The tailoring students have also joined an ‘Entrepreneurship Scheme’, enabling them to buy materials from Bombay through an agency, make garments and other items and then send back the finished products to the agency.
So far the 22 women have each made 2500 Covid masks and sold them for 3 Rupees, earning 7500 Rupees for one week’s work. When you contrast this week’s earnings with that of the alternative of extremely hard physical work i.e. labouring in the fields for 200 Rs per day, it serves as another example of just how worthwhile and liberating the Tailoring Project is.
2015
Fr Francis took us to two villages where we have provided sewing machines for their tailoring centres. Up until recently, the large treadle sewing machines and fabric store took up half of each tailoring teacher’s home – typically one room. Without sacrificing this amount of space the tailoring school could not have started. Now, thanks to some funding we received from a Charitable Trust in 2014, both villages now have their own new building that can double up as a meeting hall and tailoring centre for the women’s groups and a tuition centre for the children. Children meet after school for two hours every day for extra lessons, and pre-school children come for their first experience of education. We went to both these new buildings and met with the local women.

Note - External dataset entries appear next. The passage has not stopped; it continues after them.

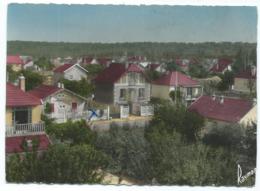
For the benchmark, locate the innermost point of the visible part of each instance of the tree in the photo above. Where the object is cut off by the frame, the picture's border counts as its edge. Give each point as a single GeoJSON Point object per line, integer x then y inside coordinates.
{"type": "Point", "coordinates": [228, 136]}
{"type": "Point", "coordinates": [76, 164]}
{"type": "Point", "coordinates": [176, 95]}
{"type": "Point", "coordinates": [173, 162]}
{"type": "Point", "coordinates": [170, 118]}
{"type": "Point", "coordinates": [61, 163]}
{"type": "Point", "coordinates": [128, 150]}
{"type": "Point", "coordinates": [197, 71]}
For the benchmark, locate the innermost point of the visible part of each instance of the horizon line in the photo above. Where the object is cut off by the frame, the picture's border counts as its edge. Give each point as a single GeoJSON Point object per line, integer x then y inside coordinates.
{"type": "Point", "coordinates": [120, 42]}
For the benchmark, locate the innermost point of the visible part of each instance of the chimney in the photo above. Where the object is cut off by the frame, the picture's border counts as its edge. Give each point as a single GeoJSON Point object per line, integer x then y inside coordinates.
{"type": "Point", "coordinates": [222, 99]}
{"type": "Point", "coordinates": [22, 82]}
{"type": "Point", "coordinates": [214, 97]}
{"type": "Point", "coordinates": [253, 71]}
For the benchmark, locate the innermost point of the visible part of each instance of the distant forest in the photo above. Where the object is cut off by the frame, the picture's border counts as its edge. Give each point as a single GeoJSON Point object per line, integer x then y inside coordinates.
{"type": "Point", "coordinates": [152, 50]}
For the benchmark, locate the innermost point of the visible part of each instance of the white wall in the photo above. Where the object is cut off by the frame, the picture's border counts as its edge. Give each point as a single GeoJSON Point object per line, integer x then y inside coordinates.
{"type": "Point", "coordinates": [75, 73]}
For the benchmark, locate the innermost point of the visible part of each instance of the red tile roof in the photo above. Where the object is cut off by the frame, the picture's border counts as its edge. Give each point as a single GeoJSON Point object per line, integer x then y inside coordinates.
{"type": "Point", "coordinates": [62, 68]}
{"type": "Point", "coordinates": [14, 59]}
{"type": "Point", "coordinates": [154, 66]}
{"type": "Point", "coordinates": [231, 110]}
{"type": "Point", "coordinates": [13, 144]}
{"type": "Point", "coordinates": [170, 80]}
{"type": "Point", "coordinates": [221, 65]}
{"type": "Point", "coordinates": [246, 74]}
{"type": "Point", "coordinates": [87, 60]}
{"type": "Point", "coordinates": [134, 68]}
{"type": "Point", "coordinates": [16, 97]}
{"type": "Point", "coordinates": [44, 91]}
{"type": "Point", "coordinates": [104, 61]}
{"type": "Point", "coordinates": [115, 71]}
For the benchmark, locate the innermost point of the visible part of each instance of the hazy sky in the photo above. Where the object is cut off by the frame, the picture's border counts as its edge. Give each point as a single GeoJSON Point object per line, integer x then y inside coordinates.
{"type": "Point", "coordinates": [118, 23]}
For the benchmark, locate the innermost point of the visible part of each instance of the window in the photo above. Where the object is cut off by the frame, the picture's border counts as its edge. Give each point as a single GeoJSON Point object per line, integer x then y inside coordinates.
{"type": "Point", "coordinates": [52, 107]}
{"type": "Point", "coordinates": [123, 80]}
{"type": "Point", "coordinates": [74, 106]}
{"type": "Point", "coordinates": [122, 93]}
{"type": "Point", "coordinates": [132, 78]}
{"type": "Point", "coordinates": [22, 115]}
{"type": "Point", "coordinates": [189, 91]}
{"type": "Point", "coordinates": [141, 93]}
{"type": "Point", "coordinates": [141, 79]}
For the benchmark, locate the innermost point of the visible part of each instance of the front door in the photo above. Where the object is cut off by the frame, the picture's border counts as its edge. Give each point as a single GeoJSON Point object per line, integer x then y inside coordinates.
{"type": "Point", "coordinates": [22, 115]}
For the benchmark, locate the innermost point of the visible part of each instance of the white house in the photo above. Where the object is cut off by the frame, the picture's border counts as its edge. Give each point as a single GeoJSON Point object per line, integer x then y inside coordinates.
{"type": "Point", "coordinates": [70, 72]}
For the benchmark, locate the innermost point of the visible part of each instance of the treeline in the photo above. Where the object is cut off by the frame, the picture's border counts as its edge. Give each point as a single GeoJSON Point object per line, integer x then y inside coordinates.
{"type": "Point", "coordinates": [153, 50]}
{"type": "Point", "coordinates": [171, 150]}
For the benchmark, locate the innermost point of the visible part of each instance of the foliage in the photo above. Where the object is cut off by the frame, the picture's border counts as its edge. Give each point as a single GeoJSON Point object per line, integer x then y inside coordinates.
{"type": "Point", "coordinates": [128, 150]}
{"type": "Point", "coordinates": [172, 118]}
{"type": "Point", "coordinates": [47, 108]}
{"type": "Point", "coordinates": [82, 87]}
{"type": "Point", "coordinates": [174, 162]}
{"type": "Point", "coordinates": [44, 63]}
{"type": "Point", "coordinates": [228, 136]}
{"type": "Point", "coordinates": [59, 164]}
{"type": "Point", "coordinates": [153, 51]}
{"type": "Point", "coordinates": [74, 132]}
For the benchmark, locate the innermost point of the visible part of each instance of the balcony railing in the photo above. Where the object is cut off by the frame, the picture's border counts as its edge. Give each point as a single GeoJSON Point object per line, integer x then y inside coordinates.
{"type": "Point", "coordinates": [25, 129]}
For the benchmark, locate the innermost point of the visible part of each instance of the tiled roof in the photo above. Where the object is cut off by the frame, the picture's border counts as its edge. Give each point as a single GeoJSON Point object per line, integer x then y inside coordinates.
{"type": "Point", "coordinates": [170, 80]}
{"type": "Point", "coordinates": [14, 59]}
{"type": "Point", "coordinates": [87, 59]}
{"type": "Point", "coordinates": [246, 74]}
{"type": "Point", "coordinates": [221, 65]}
{"type": "Point", "coordinates": [13, 144]}
{"type": "Point", "coordinates": [104, 61]}
{"type": "Point", "coordinates": [136, 58]}
{"type": "Point", "coordinates": [62, 68]}
{"type": "Point", "coordinates": [115, 71]}
{"type": "Point", "coordinates": [134, 68]}
{"type": "Point", "coordinates": [16, 97]}
{"type": "Point", "coordinates": [154, 66]}
{"type": "Point", "coordinates": [44, 91]}
{"type": "Point", "coordinates": [231, 110]}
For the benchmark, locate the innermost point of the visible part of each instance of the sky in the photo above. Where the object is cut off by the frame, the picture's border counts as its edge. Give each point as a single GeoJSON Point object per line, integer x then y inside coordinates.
{"type": "Point", "coordinates": [124, 23]}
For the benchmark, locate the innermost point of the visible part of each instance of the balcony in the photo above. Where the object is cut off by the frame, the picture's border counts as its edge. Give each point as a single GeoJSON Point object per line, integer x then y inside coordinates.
{"type": "Point", "coordinates": [25, 129]}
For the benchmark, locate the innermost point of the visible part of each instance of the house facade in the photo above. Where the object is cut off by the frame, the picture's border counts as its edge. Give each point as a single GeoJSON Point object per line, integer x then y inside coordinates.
{"type": "Point", "coordinates": [23, 110]}
{"type": "Point", "coordinates": [73, 72]}
{"type": "Point", "coordinates": [225, 110]}
{"type": "Point", "coordinates": [189, 88]}
{"type": "Point", "coordinates": [222, 65]}
{"type": "Point", "coordinates": [245, 81]}
{"type": "Point", "coordinates": [121, 84]}
{"type": "Point", "coordinates": [59, 103]}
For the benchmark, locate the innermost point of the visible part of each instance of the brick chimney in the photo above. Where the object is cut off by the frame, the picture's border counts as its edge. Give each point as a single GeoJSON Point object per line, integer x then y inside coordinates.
{"type": "Point", "coordinates": [222, 99]}
{"type": "Point", "coordinates": [22, 82]}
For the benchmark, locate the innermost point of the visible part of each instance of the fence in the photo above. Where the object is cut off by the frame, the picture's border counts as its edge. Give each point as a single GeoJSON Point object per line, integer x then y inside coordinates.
{"type": "Point", "coordinates": [25, 129]}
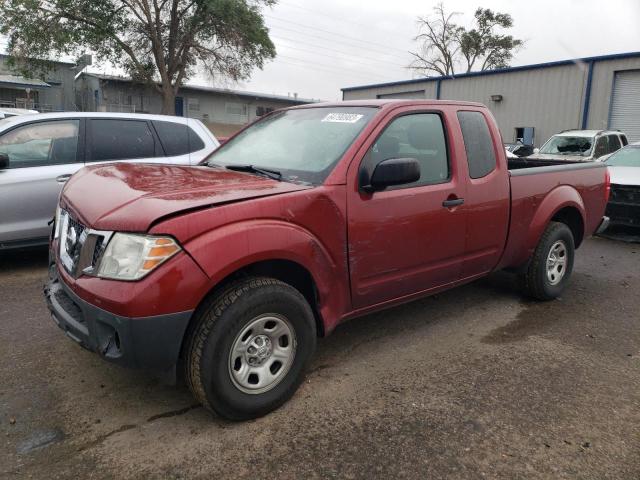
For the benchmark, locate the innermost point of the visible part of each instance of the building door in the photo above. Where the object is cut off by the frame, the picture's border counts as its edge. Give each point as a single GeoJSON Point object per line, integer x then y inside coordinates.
{"type": "Point", "coordinates": [625, 104]}
{"type": "Point", "coordinates": [526, 135]}
{"type": "Point", "coordinates": [180, 106]}
{"type": "Point", "coordinates": [405, 240]}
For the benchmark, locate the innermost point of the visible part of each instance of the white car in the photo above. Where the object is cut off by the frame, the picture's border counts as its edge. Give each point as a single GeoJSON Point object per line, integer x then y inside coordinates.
{"type": "Point", "coordinates": [580, 146]}
{"type": "Point", "coordinates": [40, 152]}
{"type": "Point", "coordinates": [624, 202]}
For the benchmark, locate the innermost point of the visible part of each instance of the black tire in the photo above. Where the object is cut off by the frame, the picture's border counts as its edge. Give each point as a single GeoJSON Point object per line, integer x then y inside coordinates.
{"type": "Point", "coordinates": [535, 280]}
{"type": "Point", "coordinates": [218, 326]}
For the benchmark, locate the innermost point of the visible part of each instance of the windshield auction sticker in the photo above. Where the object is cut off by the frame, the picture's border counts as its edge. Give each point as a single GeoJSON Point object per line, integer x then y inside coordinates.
{"type": "Point", "coordinates": [342, 117]}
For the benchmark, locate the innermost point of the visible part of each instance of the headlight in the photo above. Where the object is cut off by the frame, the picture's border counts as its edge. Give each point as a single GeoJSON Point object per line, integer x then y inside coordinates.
{"type": "Point", "coordinates": [131, 257]}
{"type": "Point", "coordinates": [56, 222]}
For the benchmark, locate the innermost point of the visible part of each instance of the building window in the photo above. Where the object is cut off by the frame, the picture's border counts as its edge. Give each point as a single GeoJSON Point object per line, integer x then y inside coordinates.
{"type": "Point", "coordinates": [194, 105]}
{"type": "Point", "coordinates": [238, 109]}
{"type": "Point", "coordinates": [525, 135]}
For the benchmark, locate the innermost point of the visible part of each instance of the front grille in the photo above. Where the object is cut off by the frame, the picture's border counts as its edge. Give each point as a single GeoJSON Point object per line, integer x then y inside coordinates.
{"type": "Point", "coordinates": [69, 306]}
{"type": "Point", "coordinates": [80, 247]}
{"type": "Point", "coordinates": [72, 237]}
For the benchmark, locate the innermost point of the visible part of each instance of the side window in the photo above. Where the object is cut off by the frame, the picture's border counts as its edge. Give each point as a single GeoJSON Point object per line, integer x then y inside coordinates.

Later this year we were taken to 3 villages to meet the 31 students who had all completed their 8 month tailoring apprenticeship. The girls were handed out certificates and sewing machines and needless to say they were all extremely pleased to receive these. The Tailoring Scheme has been a great success and all these students who have completed their apprenticeship now have the opportunity to work from home and create another source of income as well as their field work. We learnt that already the students have started to make school clothes, actually for no payment at this stage as they want to gain some hands-on experience before charging for their work.
2013
A new tailoring centre for 8 Dalit teenage girls opened in the village of Ramathnal. Learning the skill of tailoring will lead to greater financial independence for each of the girls, as at the moment the only work they have have is seasonal 'coolie' (labouring) work that is poorly paid and extremely tough, physically and emotionally as they are treated very badly by their landlords.
The tailoring apprenticeship will take 6 months to complete; once completed each girl will pay whatever she can afford towards a new sewing machine so that she can work from home; the rest of the cost will be paid by Supporting Dalit Children.
2011
In one village called Rajalli, Father Eric wants to help by providing Singer sewing machines that will be loaned on an initial basis for 6 months, with the understanding that the women jointly pay for a seamstress to teach them and provide a room in which they can work. A seamstress will cost 100 rupees per month - an affordable sum divided by 15 or so women. This partnership is all part of Father Eric’s ethos of not giving as such, but rather supporting ventures that make sense and can bring in supplementary income to the family. Surprisingly, a new Singer pedal machine costs Rs 4000 which is about £55, but we liked this idea very much as it will help the women especially. Every month Father Eric will visit Rajalli to see their progress. I sat with these women and listened to their stories of hardship. It was heart-breaking to listen to their fears due to lack of work available to them and their pathetic wages. They are only needed as ‘coolie’ workers for four months a year and earn a meagre 50 rupees a day. This money must last them throughout the months when they have no work, and on top of these hardships, their husbands also beat them. At least for the women of Rajalli, there is hope that the sewing machines will bring more money into each household.